Kevin Millwood took the hill for his warm-up tosses to start the 7th inning when a mild groin strain ended his night. Millwood had gone 6 sharp innings, not allowing a hit to the team with baseball’s best record, the Los Angeles Dodgers. The grizzled 37 year old from North Carolina left the game quietly. He gave way to a young bullpen who spent the early innings of Friday night’s game having a sunflower seed flicking contest in the bullpen and having no idea they’d take part in baseball history. On a cold night where runs, or hard hit balls, were scarce the Seattle Mariners became the 10th team in Major League history to throw a combined no-hitter.
Kyle Seager’s 7th inning RBI after an Ichiro steal of 2nd provided all the offense 6 Mariner pitchers would need. Charlie Furbush relieved Millwood. Furbush gave way to hard throwing, recent call-up, Stephen Pryor who walked Bobby Abreu and Jerry Hairston Jr. to start the 8th. That gave Los Angeles their only real threat of the game. Left hander Lucas Luetge was brought in to face James Loney who sacrificed the runners along to second and third. Embattled former closer Brandon League was brought in to face hot hitting catcher A.J. Ellis, who promptly lined out to a hard charging Chone Figgins in left field. Figgins’ throw to the plate was on the money to hold the runner at third. League then recaptured his wicked splitter and struck out Tony Gwynn Jr. to end the inning.
The Dodgers came in 37-21 having just swept the Phillies in Philadelphia. Rookie starter Nate Eovaldi matched Millwood in posting 6 shutout innings in a game that seemed to favor the Dodgers due to their knack for pulling out tightly contested ballgames this year. Not tonight…

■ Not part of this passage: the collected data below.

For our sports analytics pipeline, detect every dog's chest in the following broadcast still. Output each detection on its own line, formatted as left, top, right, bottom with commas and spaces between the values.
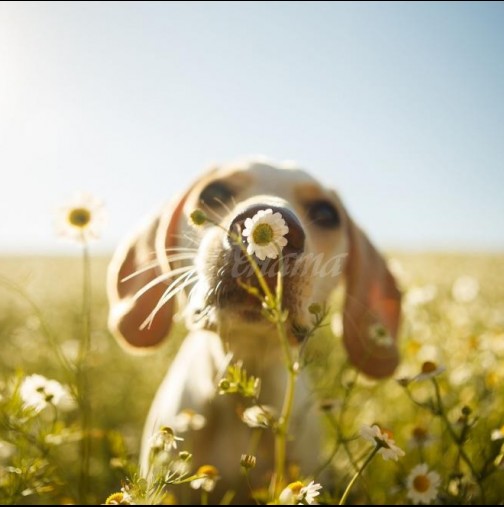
141, 329, 323, 497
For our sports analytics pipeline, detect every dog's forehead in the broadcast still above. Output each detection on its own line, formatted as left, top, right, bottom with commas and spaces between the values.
209, 161, 328, 200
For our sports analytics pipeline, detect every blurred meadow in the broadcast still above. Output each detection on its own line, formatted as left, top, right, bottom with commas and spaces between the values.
1, 2, 504, 504
1, 251, 503, 504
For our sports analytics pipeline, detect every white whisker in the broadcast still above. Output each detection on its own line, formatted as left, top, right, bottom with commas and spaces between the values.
120, 260, 159, 282
164, 246, 198, 253
171, 233, 200, 246
121, 252, 196, 283
132, 266, 195, 301
202, 201, 230, 223
214, 197, 233, 216
140, 273, 199, 330
163, 252, 198, 263
187, 278, 200, 301
157, 274, 198, 309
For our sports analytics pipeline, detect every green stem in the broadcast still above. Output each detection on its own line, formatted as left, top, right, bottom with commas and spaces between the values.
219, 221, 297, 501
270, 258, 298, 498
315, 370, 361, 482
239, 243, 275, 304
272, 352, 298, 497
78, 240, 92, 504
201, 490, 208, 506
432, 378, 485, 503
339, 446, 379, 505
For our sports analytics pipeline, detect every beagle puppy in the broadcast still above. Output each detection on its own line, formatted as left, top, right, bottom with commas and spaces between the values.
107, 159, 401, 501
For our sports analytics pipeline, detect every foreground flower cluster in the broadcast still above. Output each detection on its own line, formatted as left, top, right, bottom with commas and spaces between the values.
0, 199, 503, 504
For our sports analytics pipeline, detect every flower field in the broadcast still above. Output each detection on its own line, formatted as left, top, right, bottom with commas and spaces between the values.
1, 251, 503, 504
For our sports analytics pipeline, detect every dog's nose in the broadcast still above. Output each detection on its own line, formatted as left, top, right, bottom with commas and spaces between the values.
229, 204, 305, 258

Tom Wilhelmsen, new to the closer role, came on to finish the ballgame. The 22,028 fans buzzed as the reality of a no hitter set in. Dodger shortstop Dee Gordon led off the 9th, immediately falling in the hole 0-2. After fouling off the next pitch, Gordon hit a slow roller to slick fielding shortstop Brendan Ryan. Ryan, the defensive whiz who came on in the 9th for his glove, scooped and fired a rope across the diamond to beat the speedy Gordon. It was a bang bang play that brought Dodger manager Don Mattingly out to protest. First base umpire Ted Barrett was decisive with his call and Mattingly put up little argument. Elian Herrera followed with a line shot directly at Ryan and all star right fielder, Andre Ethier, grounded weakly to second for the last out.
For the young Mariners, it was a true team effort. One that will be remembered in an otherwise up and down season. The bullpen, which has been solid this year, did their job. Safeco was alive on a night when Edgar Martinez threw out the first pitch. About half the crowd was Dodger fans who didn’t seem to mind seeing a piece of history at the expense of their team even as the game’s outcome hung in the balance.

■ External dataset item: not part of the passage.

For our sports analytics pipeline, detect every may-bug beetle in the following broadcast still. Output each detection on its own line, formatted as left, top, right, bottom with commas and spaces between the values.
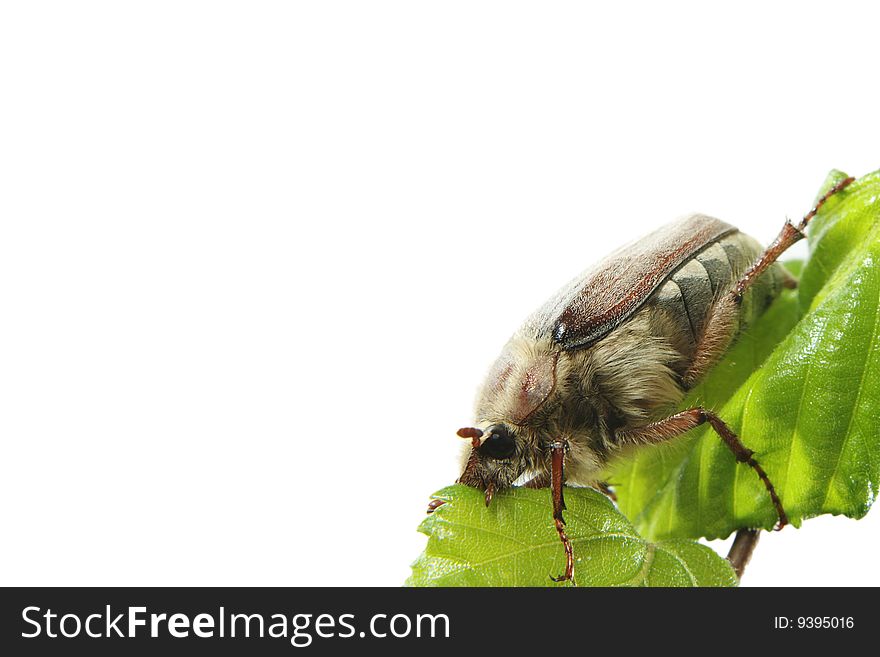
436, 176, 854, 583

For rookie catcher, Jesus Montero, it was a game that showed manager Eric Wedge, himself a former catcher, he could call games at the big league level. Montero made a sensational catch in foul territory to end the 3rd. While it’s the veteran Millwood who decides most of his pitches, Montero was solid in framing the location of the big right hander with the southern drawl’s mark.
Who knows where the season will go from here (the M’s lost the next two games over the weekend to LA), but for a night Seattle had that bounce to it’s step as the crowd dispersed into Sodo and Pioneer Square. Everyone played a role.